Princípios do Kanban
Há três princípios principais no Kanban:
- Visualizar, tornando visível o invisível e identificando, assim, oportunidades de melhoria no processo.
- Limitar o trabalho em processo (WIP).
- Gerenciar o fluxo, eliminando gargalos e ineficiências e aplicando os princípios Lean
Revisões posteriores incorporaram princípios adicionais que foram aceitos pela comunidade:
- Explique os procedimentos.
- Implementar ciclos de feedback, incentivando a inspeção e adaptação e a melhoria contínua.
- Incentivar o trabalho em equipe e a colaboração.
Como determinar o WIP correto?
Não há uma regra que precisa ser aplicada. Por ser uma abordagem experimental e reativa à mudança, trata-se de um parâmetro adaptável. É preciso encontrar um equilíbrio entre a quantidade de trabalho em andamento e a otimização dos recursos.
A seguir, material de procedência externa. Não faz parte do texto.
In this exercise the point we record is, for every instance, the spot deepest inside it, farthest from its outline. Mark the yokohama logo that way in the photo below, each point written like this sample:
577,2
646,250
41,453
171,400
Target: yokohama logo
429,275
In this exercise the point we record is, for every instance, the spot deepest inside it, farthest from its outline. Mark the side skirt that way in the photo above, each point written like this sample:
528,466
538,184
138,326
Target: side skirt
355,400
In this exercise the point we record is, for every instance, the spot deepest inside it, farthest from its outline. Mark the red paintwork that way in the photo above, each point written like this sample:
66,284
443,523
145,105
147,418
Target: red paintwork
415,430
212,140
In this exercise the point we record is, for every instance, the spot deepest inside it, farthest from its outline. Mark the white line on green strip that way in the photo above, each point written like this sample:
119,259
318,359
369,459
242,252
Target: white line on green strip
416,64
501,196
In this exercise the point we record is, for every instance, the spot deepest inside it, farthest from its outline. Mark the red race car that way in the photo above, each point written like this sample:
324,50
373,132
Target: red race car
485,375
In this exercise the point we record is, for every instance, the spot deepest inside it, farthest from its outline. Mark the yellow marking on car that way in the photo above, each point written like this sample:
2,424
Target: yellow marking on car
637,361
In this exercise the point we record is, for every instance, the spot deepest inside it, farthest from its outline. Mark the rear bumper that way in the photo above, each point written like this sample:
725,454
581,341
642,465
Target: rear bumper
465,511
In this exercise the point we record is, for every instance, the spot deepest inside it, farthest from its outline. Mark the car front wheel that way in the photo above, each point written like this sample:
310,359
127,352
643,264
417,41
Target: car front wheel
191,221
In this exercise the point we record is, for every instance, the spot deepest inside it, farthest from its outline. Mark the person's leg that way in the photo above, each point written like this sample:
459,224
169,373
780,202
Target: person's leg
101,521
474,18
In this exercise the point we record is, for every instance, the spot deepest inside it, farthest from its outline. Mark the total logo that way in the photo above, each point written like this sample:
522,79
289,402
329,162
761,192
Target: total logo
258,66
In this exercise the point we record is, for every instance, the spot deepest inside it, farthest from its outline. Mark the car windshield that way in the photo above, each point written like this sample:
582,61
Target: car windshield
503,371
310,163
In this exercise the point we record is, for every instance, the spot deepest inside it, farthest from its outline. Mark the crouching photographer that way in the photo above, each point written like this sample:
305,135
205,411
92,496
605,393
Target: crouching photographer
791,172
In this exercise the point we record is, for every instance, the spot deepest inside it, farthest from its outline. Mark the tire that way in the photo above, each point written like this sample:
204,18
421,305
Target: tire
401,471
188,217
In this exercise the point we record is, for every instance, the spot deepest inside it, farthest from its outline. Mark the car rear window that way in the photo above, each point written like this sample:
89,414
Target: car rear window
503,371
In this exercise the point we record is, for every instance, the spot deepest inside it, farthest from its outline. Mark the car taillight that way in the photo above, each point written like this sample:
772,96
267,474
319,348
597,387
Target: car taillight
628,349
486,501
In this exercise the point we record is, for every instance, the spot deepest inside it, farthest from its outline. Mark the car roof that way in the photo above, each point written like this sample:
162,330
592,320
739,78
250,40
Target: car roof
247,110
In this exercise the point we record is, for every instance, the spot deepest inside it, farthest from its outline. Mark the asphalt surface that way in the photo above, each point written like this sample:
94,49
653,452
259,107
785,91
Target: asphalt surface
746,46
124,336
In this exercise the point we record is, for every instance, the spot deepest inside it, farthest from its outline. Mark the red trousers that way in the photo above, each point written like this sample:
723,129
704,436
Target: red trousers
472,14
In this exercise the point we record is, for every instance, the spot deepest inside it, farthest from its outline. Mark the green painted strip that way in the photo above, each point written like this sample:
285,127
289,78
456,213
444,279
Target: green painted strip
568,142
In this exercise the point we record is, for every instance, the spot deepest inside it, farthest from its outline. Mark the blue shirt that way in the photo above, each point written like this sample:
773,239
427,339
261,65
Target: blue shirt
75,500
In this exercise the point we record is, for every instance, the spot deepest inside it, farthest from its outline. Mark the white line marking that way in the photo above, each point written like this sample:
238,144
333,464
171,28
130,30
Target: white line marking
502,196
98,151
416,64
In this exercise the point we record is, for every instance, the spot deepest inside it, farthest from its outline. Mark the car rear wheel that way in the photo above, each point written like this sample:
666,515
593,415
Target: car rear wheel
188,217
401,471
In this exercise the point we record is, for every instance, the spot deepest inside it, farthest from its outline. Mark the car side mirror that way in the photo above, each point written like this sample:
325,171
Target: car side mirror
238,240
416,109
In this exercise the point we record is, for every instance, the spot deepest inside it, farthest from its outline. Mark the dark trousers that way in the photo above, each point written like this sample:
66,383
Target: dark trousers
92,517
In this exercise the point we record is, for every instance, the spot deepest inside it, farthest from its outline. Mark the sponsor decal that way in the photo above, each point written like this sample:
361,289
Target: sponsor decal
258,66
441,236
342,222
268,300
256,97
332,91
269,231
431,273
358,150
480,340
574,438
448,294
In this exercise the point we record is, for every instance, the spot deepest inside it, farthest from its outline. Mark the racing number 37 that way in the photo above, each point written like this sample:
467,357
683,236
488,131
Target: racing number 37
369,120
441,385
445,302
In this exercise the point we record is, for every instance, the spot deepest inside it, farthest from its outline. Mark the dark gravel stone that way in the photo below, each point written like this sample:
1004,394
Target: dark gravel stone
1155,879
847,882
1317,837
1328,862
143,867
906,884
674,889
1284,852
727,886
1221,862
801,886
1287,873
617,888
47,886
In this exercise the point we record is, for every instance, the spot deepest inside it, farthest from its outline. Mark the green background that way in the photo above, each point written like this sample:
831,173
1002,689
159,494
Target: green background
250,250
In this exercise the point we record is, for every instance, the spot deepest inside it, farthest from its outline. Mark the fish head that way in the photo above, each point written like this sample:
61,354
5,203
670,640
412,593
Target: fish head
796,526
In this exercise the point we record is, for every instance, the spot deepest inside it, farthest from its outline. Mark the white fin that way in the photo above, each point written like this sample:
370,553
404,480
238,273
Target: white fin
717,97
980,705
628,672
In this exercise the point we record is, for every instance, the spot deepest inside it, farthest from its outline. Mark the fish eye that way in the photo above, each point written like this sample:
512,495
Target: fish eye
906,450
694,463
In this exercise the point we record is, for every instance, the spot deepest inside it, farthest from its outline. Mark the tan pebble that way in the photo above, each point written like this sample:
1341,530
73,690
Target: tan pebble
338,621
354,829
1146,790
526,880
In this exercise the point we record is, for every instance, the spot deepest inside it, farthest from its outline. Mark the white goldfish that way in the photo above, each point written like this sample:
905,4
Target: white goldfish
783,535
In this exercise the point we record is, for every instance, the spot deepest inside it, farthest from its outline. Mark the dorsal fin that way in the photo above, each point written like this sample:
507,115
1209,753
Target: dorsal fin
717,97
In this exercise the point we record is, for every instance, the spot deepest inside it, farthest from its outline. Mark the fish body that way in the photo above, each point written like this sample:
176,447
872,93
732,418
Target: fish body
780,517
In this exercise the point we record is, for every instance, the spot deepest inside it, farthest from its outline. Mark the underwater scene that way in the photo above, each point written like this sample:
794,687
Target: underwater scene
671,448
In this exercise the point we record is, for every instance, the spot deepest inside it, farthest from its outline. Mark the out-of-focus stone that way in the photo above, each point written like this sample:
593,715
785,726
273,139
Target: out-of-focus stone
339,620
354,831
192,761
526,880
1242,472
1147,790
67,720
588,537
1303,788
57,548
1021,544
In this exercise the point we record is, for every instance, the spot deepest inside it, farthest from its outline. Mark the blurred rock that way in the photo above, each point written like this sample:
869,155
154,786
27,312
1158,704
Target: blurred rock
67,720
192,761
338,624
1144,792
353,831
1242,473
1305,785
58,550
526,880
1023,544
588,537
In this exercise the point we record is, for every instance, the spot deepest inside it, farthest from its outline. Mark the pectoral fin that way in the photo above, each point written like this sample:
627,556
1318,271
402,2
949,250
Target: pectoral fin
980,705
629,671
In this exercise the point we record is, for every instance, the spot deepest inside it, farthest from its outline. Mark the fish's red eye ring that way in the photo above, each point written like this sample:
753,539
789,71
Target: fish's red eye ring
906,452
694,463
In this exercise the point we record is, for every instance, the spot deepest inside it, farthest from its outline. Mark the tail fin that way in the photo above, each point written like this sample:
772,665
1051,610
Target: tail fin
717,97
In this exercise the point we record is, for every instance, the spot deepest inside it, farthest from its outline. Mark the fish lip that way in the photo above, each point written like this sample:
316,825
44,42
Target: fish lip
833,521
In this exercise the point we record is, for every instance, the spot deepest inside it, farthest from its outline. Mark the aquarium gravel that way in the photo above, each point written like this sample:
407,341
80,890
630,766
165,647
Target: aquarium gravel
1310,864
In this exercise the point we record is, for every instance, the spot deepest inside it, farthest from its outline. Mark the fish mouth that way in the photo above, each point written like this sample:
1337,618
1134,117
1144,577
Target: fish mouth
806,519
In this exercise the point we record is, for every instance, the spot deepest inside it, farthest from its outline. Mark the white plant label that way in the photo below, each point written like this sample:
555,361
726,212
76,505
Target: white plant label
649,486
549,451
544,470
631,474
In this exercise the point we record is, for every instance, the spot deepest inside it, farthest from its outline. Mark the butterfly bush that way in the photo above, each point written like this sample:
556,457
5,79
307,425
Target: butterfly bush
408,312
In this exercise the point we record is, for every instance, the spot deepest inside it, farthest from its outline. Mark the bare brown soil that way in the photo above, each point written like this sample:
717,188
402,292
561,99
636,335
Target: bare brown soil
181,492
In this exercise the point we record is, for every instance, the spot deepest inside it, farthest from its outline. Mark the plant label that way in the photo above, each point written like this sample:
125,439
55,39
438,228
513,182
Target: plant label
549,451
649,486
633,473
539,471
Um WIP extremamente baixo resultará em tempo mínimo de execução, mas pode levar ao uso ineficiente de recursos, enquanto um WIP elevado levará a gargalos, bloqueios, alocação excessiva de recursos e tempo de execução inaceitavelmente longo, de modo que o fluxo de trabalho pode rapidamente degenerar. É na busca desse equilíbrio que a maioria dos esforços deve ser aplicada na implementação do Kanban.
Ao determinar o WIP ótimo, todo o trabalho deve ser considerado, quer esteja sendo trabalhado ativamente, esperando para ser iniciado, ou bloqueado em algum ponto do processo. Em suma, tudo o que é necessário para garantir a entrega de valor ao usuário final.
Uma forma gráfica de ver o efeito do WIP na entrega de valores é a Lei de Little, que indica que a duração do ciclo de vida de uma tarefa em um determinado processo é diretamente proporcional à quantidade de trabalho em andamento. Desta forma, quanto mais trabalho em andamento, mais tempo uma tarefa levará para ser concluída.
Trabalhar com menos tarefas simultaneamente encurta o ciclo de vida, acelerando o processo e agregando valor, sem alterar nada na forma como você trabalha. Isso também significa um feedback mais contínuo e rápido, o que aumenta as chances de melhorar o processo em si.
Kanban é uma estrutura altamente adaptável, com poucas limitações e focado no processo para as pessoas
O que é um WIP excessivo?
- Mudanças de contexto excessivas.
- Atrasos devido ao superdimensionamento da obra a ser executada. Isto, por sua vez, leva a um atraso no feedback obtido, havendo assim o risco de não ser possível determinar a causa raiz dos problemas detectados, tornando a sua resolução e melhoria contínua mais complicada.
- Riscos maiores
- Superlotação
- Baixa qualidade
- Desmotivação
O que escolher: Scrum ou Kanban?
Combinar as duas estruturas não é impossível, e na verdade é recomendado, como Henrik Kniberg aponta em seu livro "Kanban and Scrum". Tirar o máximo proveito de ambos". Isto pode ser resumido na frase seguinte:
"Nenhuma ferramenta está completa, nenhuma ferramenta é perfeita".
Kanban, pouco prescritivo e altamente adaptável, coloca o foco no processo, enquanto Scrum, coloca o foco nas pessoas. A combinação de ambos permite obter benefícios tanto no fluxo do processo, otimizando-o ao máximo (minimizando gargalos e bloqueios), quanto no desenvolvimento das pessoas e equipes envolvidas (através de eventos como o Diário e o Retrospectivo, que ajudam a promover a melhoria contínua, a coesão da equipe e a transparência).
A utilização desta filosofia ágil através de frameworks que buscam otimizar processos e a cadeia de valor, promovendo melhoria contínua, inspeção e adaptação, é fundamental para acompanhar a transformação digital de algo ainda mais essencial e importante, como a transformação cultural das organizações, que estão sendo submetidas à mudança dos paradigmas estabelecidos em um ritmo acelerado e ao qual devemos reagir de forma rápida e eficaz.